Einmarsch ohne Schusswechsel
Um zu verhindern, dass Österreich ein Satellitenstaat wird, setzt Schuschnigg für den 14. März 1938 eine Volksabstimmung über die Unabhängigkeit seines Landes an. Das Wahlalter wird auf 24 Jahre heraufgesetzt, um die meist nationalsozialistisch eingestellten Jugendlichen von der Abstimmung auszuschließen. Nun fordert Hitler ultimativ, dass Schuschnigg sein Amt für Seyß-Inquart freimachen soll. Schuschnigg versucht derweil vergeblich, Unterstützung bei den Westmächten zu erhalten - und tritt am 11. März 1938 zurück.
Als der österreichische Bundespräsident Wilhelm Miklas sich daraufhin weigert, Seyß-Inquart ins Amt zu hieven, gibt Hitler den Befehl zum Einmarsch. Im Morgengrauen des 12. März 1938 überqueren sechs Divisionen der deutschen Wehrmacht die Grenze zu Österreich - ohne, dass ein Schuss fällt. "Die Österreicher haben die deutschen Soldaten begrüßt, mit Freude, mit Flaggen, mit Hurrageschrei", erinnert sich später der Komponist, Sänger und Dichter Georg Kreisler, der damals 15 Jahre alt ist und kurz darauf zusammen mit seiner jüdischen Familie in die USA flieht.

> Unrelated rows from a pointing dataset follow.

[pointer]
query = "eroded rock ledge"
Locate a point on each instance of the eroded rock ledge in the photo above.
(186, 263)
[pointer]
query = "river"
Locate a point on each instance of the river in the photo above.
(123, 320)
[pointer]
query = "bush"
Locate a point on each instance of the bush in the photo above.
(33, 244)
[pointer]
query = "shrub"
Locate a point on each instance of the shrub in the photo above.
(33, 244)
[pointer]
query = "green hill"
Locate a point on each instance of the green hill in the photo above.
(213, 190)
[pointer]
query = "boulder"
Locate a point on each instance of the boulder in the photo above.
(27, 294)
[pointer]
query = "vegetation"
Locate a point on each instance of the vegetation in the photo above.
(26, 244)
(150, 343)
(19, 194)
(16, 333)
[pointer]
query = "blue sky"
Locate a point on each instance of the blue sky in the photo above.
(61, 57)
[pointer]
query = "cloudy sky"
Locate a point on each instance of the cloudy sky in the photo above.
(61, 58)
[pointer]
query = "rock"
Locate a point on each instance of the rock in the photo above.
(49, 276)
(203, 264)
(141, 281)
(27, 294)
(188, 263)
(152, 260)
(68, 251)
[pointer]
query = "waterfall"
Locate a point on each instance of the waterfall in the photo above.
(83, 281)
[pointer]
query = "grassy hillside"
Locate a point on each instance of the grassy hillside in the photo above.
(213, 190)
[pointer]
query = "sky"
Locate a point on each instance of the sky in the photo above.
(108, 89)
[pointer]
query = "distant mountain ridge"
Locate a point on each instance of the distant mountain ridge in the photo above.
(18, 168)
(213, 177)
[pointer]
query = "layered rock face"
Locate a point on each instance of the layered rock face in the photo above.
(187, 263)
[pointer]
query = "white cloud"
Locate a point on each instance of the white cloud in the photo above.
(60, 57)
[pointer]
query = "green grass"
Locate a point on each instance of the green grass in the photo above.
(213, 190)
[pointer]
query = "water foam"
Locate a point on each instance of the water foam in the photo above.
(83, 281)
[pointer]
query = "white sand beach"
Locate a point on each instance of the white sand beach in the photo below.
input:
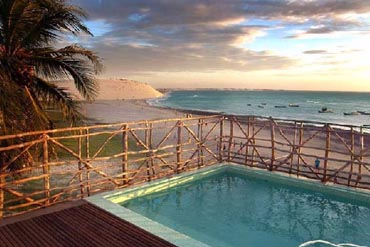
(122, 100)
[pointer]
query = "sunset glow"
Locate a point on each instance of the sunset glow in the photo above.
(294, 45)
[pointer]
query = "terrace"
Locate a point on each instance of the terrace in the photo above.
(75, 163)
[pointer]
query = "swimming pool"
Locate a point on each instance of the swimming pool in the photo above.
(230, 205)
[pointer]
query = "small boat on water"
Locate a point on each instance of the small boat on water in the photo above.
(325, 110)
(351, 113)
(364, 112)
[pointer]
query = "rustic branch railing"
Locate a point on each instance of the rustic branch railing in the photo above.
(73, 163)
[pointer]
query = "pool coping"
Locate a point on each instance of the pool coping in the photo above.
(109, 200)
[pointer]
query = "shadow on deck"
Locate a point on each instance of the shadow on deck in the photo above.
(83, 224)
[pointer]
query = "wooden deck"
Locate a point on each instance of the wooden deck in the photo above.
(82, 225)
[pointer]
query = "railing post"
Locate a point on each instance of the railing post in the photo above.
(230, 139)
(253, 140)
(293, 148)
(327, 151)
(299, 147)
(80, 177)
(221, 146)
(247, 142)
(87, 148)
(179, 146)
(45, 168)
(200, 144)
(2, 181)
(125, 155)
(360, 156)
(272, 130)
(352, 155)
(148, 155)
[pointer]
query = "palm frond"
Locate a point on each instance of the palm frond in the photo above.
(57, 97)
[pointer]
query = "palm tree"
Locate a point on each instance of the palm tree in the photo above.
(29, 64)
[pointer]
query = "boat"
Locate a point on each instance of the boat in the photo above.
(364, 112)
(351, 113)
(325, 110)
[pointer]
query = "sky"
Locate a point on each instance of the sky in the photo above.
(254, 44)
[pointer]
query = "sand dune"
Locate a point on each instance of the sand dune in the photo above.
(118, 89)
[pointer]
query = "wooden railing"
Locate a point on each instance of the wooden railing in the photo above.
(43, 168)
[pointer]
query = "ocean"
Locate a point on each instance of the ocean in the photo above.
(263, 103)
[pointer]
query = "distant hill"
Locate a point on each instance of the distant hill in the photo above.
(118, 89)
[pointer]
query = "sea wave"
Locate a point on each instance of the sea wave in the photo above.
(157, 101)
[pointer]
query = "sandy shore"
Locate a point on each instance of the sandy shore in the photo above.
(119, 111)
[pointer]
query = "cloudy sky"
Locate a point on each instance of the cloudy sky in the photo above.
(276, 44)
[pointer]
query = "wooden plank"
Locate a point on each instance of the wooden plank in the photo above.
(125, 149)
(83, 225)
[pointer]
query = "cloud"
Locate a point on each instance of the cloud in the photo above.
(315, 52)
(203, 35)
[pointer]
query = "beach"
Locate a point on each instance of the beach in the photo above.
(120, 111)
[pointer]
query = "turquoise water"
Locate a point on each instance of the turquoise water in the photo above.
(230, 209)
(236, 102)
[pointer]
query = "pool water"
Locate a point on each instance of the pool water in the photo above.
(232, 209)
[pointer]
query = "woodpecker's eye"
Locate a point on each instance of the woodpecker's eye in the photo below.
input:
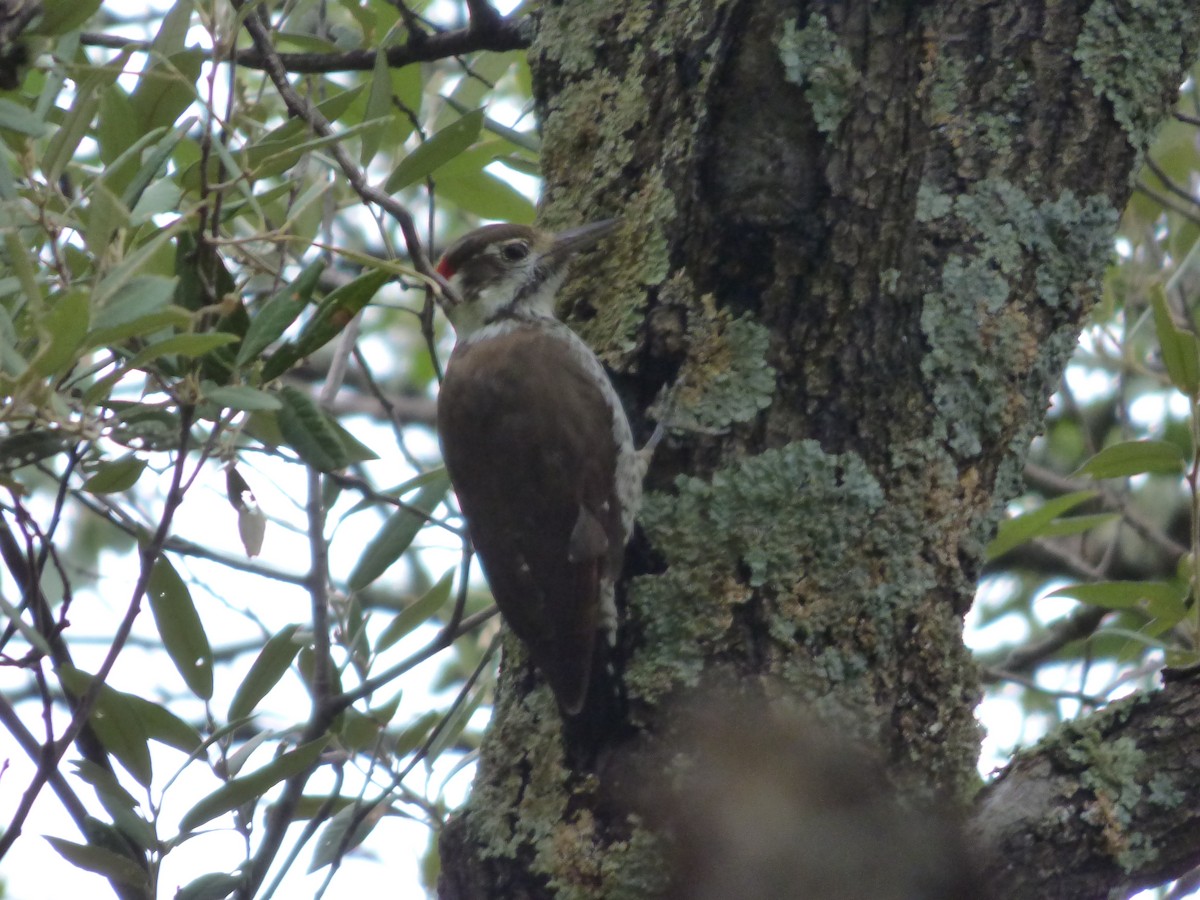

Ungezügelter Antisemitismus
Am 13. März 1938 tritt schließlich der sogenannte Anschluss Österreichs an das Deutsche Reich durch entsprechende Gesetze in Kraft. Zwei Tage später bejubeln rund 200.000 den gebürtigen Österreicher Hitler in Wien, der vom Balkon der Hofburg verkündet: "Als Führer und Kanzler der deutschen Nation und des Reiches melde ich nunmehr den Eintritt meiner Heimat in das Deutsche Reich!" Parallel zu dieser Begeisterung kommt es in dieser Zeit zu massiven Übergriffen auf die jüdische Bevölkerung und Nazi-Gegner. Der Terror übertrifft anfangs noch das im bisherigen Deutschen Reich erlangte Ausmaß. "Ich habe gesehen, wie man johlend den Juden die Bärte anzündete", erinnert sich der 1938 aus Wien geflüchtete Germanist Egon Schwarz. Allein zwischen dem 12. und dem 22. März 1938 gibt es in der Ostmark - wie Österreich nun genannt wird - offiziell 1.742 Festnahmen. 96 Menschen bringen sich um.
Bei einer pseudo-demokratischen Volksabstimmung am 10. April 1938 votieren offiziell 99,73 Prozent der Österreicher und 99,01 Prozent der Deutschen für den "Anschluss". Nach Hitlers Planung, die er im November 1937 offenbart hat, ist nun die Tschechoslowakei an der Reihe. Am 30. Mai 1938 weist er die Wehrmacht an, sich auf eine entsprechende Militäraktion vorzubereiten.